Their sense of smell serves two purposes here:

  • Determining eligibility: Squirrels use their sense of smell to determine if nuts have holes or have already been infiltrated by insects. A cracked shell means that the nut will rot in the ground. They’ll eat flawed specimens at the moment they find them but won’t include them in a haul for future consumption. 
  • Locating past food stores: squirrels use their visual and spatial memory to remember where they hid their food supply, but also strongly rely on their sense of smell. This is why you may see a squirrel rubbing its face on an acorn or pine cone—it’s marking its food to make it easier to locate down the road.

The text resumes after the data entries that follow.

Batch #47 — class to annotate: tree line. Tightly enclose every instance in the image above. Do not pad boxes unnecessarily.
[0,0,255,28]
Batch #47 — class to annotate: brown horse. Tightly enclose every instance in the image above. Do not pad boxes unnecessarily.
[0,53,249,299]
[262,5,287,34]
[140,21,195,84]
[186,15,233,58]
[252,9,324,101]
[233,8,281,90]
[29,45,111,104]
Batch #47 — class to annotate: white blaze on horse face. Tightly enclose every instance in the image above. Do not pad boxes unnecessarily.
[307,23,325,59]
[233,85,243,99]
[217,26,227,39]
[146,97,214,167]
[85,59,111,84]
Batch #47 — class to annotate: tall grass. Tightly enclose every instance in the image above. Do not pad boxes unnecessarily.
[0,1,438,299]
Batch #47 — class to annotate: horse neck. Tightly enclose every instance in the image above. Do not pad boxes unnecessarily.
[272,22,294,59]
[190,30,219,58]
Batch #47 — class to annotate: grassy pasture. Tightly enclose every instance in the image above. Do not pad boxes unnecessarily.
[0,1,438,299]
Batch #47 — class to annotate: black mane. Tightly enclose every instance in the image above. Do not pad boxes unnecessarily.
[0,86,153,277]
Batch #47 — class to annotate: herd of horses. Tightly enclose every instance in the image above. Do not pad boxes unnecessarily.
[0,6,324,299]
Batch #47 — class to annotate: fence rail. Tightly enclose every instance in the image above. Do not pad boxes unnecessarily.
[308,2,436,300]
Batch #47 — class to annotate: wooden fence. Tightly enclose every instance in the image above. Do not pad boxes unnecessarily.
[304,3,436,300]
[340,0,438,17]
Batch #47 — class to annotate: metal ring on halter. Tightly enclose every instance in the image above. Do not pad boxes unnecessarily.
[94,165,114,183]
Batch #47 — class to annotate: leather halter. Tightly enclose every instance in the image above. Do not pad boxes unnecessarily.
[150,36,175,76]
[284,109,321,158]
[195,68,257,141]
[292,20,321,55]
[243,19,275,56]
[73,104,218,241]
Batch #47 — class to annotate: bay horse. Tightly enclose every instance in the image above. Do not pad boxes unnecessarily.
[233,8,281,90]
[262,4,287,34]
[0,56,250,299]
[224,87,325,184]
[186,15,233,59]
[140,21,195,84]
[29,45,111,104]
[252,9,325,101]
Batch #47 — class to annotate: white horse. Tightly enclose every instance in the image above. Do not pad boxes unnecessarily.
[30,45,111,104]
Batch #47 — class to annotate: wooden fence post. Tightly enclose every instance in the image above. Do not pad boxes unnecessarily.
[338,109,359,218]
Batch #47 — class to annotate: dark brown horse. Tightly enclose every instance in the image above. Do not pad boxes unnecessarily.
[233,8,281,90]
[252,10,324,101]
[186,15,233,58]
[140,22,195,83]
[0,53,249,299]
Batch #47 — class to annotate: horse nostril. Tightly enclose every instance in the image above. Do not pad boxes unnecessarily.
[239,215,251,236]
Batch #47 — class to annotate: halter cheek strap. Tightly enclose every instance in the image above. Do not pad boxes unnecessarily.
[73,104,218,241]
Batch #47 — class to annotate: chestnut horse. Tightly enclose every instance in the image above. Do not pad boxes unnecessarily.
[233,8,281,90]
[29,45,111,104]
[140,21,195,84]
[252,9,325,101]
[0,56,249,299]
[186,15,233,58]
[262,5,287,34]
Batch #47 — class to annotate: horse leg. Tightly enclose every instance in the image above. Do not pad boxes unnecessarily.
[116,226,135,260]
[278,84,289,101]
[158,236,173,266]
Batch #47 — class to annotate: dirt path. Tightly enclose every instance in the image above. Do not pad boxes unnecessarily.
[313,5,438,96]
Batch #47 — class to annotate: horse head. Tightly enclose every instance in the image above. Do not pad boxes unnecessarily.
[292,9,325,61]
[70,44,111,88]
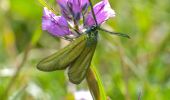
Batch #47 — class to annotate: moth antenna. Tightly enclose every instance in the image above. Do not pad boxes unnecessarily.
[38,0,55,14]
[89,0,98,26]
[99,28,130,39]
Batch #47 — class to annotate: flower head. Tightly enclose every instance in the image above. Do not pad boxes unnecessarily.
[42,0,115,37]
[85,0,115,27]
[42,7,71,36]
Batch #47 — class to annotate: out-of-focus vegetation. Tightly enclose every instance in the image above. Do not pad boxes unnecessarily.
[0,0,170,100]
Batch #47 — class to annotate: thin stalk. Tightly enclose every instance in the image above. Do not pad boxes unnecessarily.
[86,66,107,100]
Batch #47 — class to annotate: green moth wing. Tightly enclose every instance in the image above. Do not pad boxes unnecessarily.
[68,33,97,84]
[37,35,87,71]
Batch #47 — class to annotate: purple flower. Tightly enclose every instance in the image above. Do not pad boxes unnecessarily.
[42,0,115,38]
[57,0,89,21]
[42,7,71,37]
[85,0,115,27]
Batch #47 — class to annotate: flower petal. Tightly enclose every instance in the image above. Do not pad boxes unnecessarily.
[42,7,71,36]
[85,0,115,27]
[57,0,89,21]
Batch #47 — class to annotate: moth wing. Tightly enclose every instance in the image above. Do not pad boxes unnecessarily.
[68,45,96,84]
[37,35,86,71]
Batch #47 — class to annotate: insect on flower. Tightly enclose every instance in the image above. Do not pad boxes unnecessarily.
[37,0,129,84]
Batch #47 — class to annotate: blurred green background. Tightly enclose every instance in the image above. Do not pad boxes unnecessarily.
[0,0,170,100]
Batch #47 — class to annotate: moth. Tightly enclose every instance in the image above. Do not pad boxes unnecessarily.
[37,0,129,84]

Squirrels surprisingly have a 90% success rate of relocating previous caches, a pretty amazing feat. But you win some, you lose some: occasionally they lose track of their caches, another animal got to it first, or the seeds already began to germinate. Squirrels could be called Nature’s Johnny Appleseed, as we have them and their buried treasure to thank for a majority of our forests’ propagation.


Among the most interesting creatures in the animal kingdom, squirrels partake in various behaviors that to the casual human observer seem strange and unorthodox. 

Among these is the phenomenon of rubbing their faces on things—the purpose being to deposit pheromones, which alternatively can give biological information and mating cues to other squirrels, as well as establishing relationships. In turn, it also helps the squirrels orient themselves in their environment.